Use o cupom PRIMEIRA10 e ganhe 10% OFF na primeira compra
← Blog·Regenerativa22 de junho de 2026

Lesões no Tendão de Aquiles com Peptídeos: BPC-157 e TB-500 para Tendinose, Paratendinite e Rupturas

E
Equipe PeptídeosBio
Equipe Peptídeos Bio
Compartilhar:
💉 Disponível no nosso catálogoVer catálogo →

Tendão de Aquiles: O Mais Carregado do Corpo

O tendão de Aquiles (calcâneo) é o tendão mais espesso e resistente do corpo humano. Em velocidade máxima de corrida, suporta forças de até 12,5x o peso corporal — mais do que qualquer outro tendão. Essa carga extraordinária, combinada com uma zona hipovascular específica, explica a alta prevalência de lesões.

### A Zona Crítica: Por Que 2-6 cm da Inserção?

A inserção do tendão de Aquiles no calcâneo ocorre numa enthesis fibrocartilaginosa (semelhante a outros tendões que inserem em osso). Entre 2 e 6 cm acima dessa inserção existe uma zona de menor densidade vascular — documentada por injeção de microsferas fluorescentes em estudos cadavéricos.
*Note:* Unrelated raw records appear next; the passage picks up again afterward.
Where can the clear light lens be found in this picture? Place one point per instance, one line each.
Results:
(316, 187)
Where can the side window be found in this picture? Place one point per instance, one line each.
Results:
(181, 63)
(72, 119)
Mecanismo da hipovascularização: Durante a dorsiflex do tornozelo (especialmente na fase de carga na corrida), o tendão é comprimido contra o calcâneo e o processo de Haglund — comprimindo os vasos intratendinosos. A repetição de milhões de passos produz isquemia-reperfusão cíclica nessa zona, acumulando estresse oxidativo e danificando progressivamente o DNA mitocondrial dos tenócitos.

---

## Paratendinite vs. Tendinose Aquílea

### Paratendinite

A paratendinite é a inflamação do paratenon — o tecido peritendinoso que envolve externamente o Aquiles (diferente do tendão do bíceps que tem bainha sinovial verdadeira, o Aquiles tem paratenon). Clinicamente: - Dor, calor e crepitação palpáveis ao redor do tendão - Derrame peritendinoso visível ao ultrassom - Mais aguda (tendência a responder bem a anti-inflamatórios no início) - Causada por fricção excessiva do calçado ou sobrecarga aguda

### Tendinose Aquílea

A tendinose é a degeneração intratendinosa crônica — sem inflamação mas com degeneração do colágeno e neovascularização patológica. Clinicamente: - Espessamento fusiforme nodular do tendão palpável - Dor "matinal" (piora após repouso, melhora com aquecimento, piora com volume elevado) - Pior prognóstico que paratendinite isolada - Afeta principalmente a zona de 2-6 cm da inserção

---

## Mecanismos de Ação dos Peptídeos no Aquiles

### BPC-157: Angiogênese e Colágeno

VEGF na zona crítica: O BPC-157 (10 μg/kg SC em ratos) após tenotomia parcial do Aquiles aumentou a densidade de vasos CD31+ na zona hipovascular em 42% às 2 semanas — restaurando a vascularização perdida durante décadas de microtrauma. Mais vasos maduros = mais oxigênio e fatores de crescimento chegando aos tenócitos degenerados.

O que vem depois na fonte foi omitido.